Gabon: le gouvernement range dans les tiroirs la construction de 30 centres sanitaires de proximité en trois ans  

Gabon Gabonmediatime Max Limoukou
Max Limoukou, ministre de la Santé © GMT

A l’instar des nombreux autres projets initiés dans le Programme du plan de relance économique (PRE) 2017-2019, le gouvernement avait placé au centre de ses préoccupations la construction d’une trentaine de centres sanitaires de proximité. Ce projet s’inscrivait dans le panorama des investissements retenus dans le cadre dudit projet triennal, en vue d’améliorer le bien-être des populations. Plus de deux ans après, le constat est sans appel, aucun centre n’a été construit, mieux, aucun lancement des travaux n’a été effectif au grand dam des populations. 

Le promesse de réduction de la pauvreté et d’amélioration du bien-être des populations annoncée par le gouvernement dans le PRE en son axes 4 intégrait, notamment la Centres sanitaires de proximité à Libreville et sa périphérie, et dans la capitale économique, Port-Gentil. Des infrastructures qui n’ont pas vu le jour alors que la période de mise en oeuvre du Programme de relance économique tend vers sa fin. 

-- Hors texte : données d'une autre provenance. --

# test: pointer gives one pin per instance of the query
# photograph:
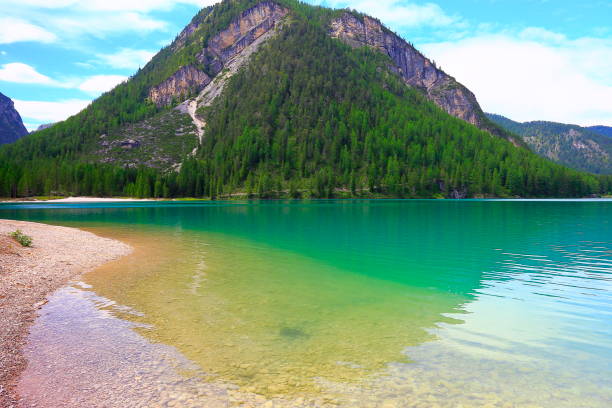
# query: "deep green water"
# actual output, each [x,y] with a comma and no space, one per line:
[357,302]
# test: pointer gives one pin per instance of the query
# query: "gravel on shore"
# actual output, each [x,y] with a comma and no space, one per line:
[29,274]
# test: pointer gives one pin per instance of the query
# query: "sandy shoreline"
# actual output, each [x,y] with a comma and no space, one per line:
[80,200]
[28,275]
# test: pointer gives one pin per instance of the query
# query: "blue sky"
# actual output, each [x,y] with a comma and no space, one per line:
[526,59]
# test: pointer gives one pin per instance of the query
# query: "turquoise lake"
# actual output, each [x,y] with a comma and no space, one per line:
[390,303]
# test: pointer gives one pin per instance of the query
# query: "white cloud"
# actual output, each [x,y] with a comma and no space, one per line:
[14,30]
[142,6]
[541,35]
[400,14]
[68,19]
[534,75]
[99,25]
[47,112]
[24,74]
[100,83]
[127,58]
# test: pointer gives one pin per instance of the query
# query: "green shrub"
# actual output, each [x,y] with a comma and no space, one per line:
[22,238]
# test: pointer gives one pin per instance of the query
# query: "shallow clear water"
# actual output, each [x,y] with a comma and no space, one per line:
[350,303]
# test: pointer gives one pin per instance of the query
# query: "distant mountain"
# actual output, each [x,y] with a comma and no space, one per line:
[285,99]
[11,126]
[602,130]
[572,145]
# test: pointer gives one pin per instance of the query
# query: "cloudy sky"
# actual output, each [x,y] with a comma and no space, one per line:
[526,59]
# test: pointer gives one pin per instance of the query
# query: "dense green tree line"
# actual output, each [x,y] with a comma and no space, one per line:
[308,117]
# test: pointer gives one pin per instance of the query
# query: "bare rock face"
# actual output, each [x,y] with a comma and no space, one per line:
[11,126]
[416,70]
[182,83]
[242,32]
[221,49]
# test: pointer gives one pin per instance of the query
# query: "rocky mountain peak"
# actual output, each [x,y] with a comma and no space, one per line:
[415,69]
[11,126]
[219,52]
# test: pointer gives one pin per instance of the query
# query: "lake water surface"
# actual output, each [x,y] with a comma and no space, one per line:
[331,303]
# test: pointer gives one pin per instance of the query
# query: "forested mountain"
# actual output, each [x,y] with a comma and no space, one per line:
[572,145]
[283,99]
[11,126]
[602,130]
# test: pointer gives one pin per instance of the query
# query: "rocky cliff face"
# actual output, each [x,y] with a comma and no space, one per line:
[181,84]
[11,126]
[416,70]
[220,51]
[252,24]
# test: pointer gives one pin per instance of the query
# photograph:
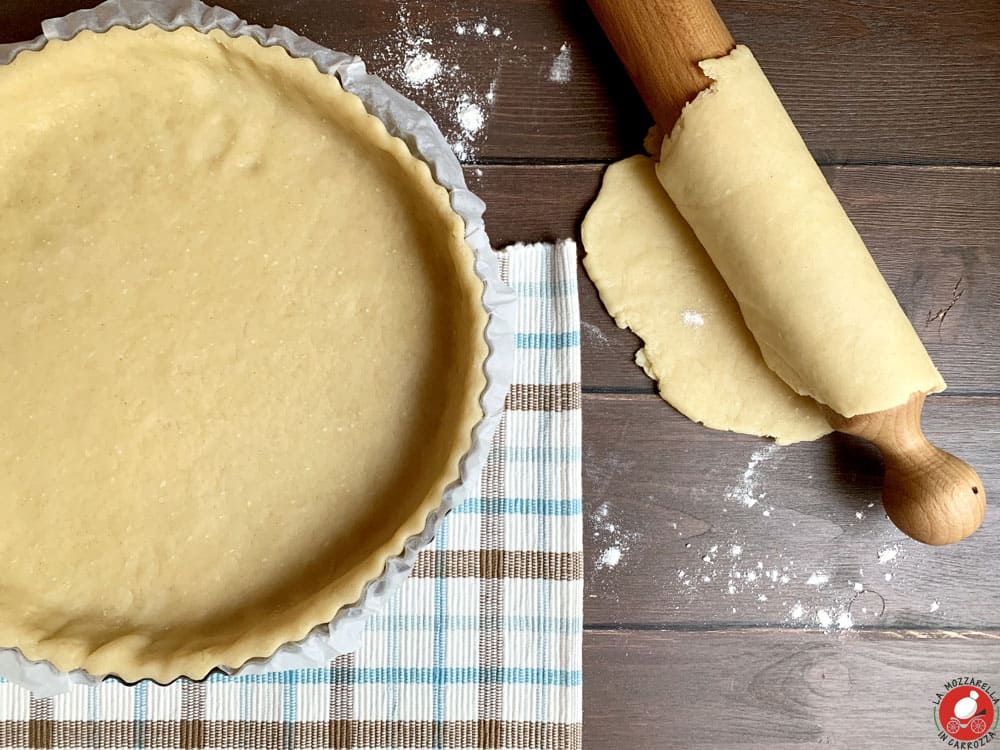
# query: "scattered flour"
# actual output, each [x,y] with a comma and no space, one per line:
[470,117]
[562,67]
[421,69]
[613,541]
[745,491]
[887,555]
[610,557]
[693,319]
[597,335]
[432,71]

A la lumière des éclaircissements apportés par l’économiste Mays Mouissi  lors de sa conférence du 10 août dernier, faisant le bilan du PRE, le gouvernement n’a pas satisfait aux exigences dudit programme qu’il a pourtant élaboré, présenté et validé de son propre fait. L’édification des structures sanitaires de proximités censées apporter un bol d’air au secteur asphyxiant de la santé ne s’est jamais matérialisée même dans sa forme la plus primaire, à savoir le lancement des travaux, symbolisé par la traditionnelle pose de la première pierre. 

Pourtant, le PRE faisant foi, cet investissement devait, à la faveur d’une convention signée avec l’Agence française de développement (AFD), être effective courant 2019. Or, 2019 court à sa fin et le bilan de ses réalisations parle par leur inexistence criante comme nous le démontre le bilan réalisé par Mays Mouissi et Harold Leckat. Dos au mur, pris à la gorge et noyé de ce florilège de constatations, le gouvernement dans un dernier sursaut, à l’image de la rhétorique du noyé qui s’accroche à la queue d’un serpent pour essayer de survivre, a pondu une note analytique du bilan du PRE qui ne brille que par sa platitude.  

Cette note analytique du programme de relance économique initiée par les services du ministère de l’Economie, loin d’édifier les Gabonais, tait en réalité les vérités sur le bilan à mi-parcours des promesses nées du présent programme. Un programme présenté comme la formule devant conduire le Gabon vers un développement beaucoup plus harmonieux. 

Plusieurs autres promesses contenus dans l’axe 4 ne sont que partiellement réalisés comme la construction d’établissements professionnels de perfectionnement, seulement 3 sur 10, l’amélioration des mécanismes de sécurisation et de l’approvisionnement en eau de Libreville, qui devait satisfaire la demande de pas moins de 600 000 personnes n’a pas connu un début de commencement. La construction des centrales hydroélectriques de Dibwangui, Ngoulmedjim et de l’Impératrice à Fougamou, elles, sont arrêtées au stade de projet.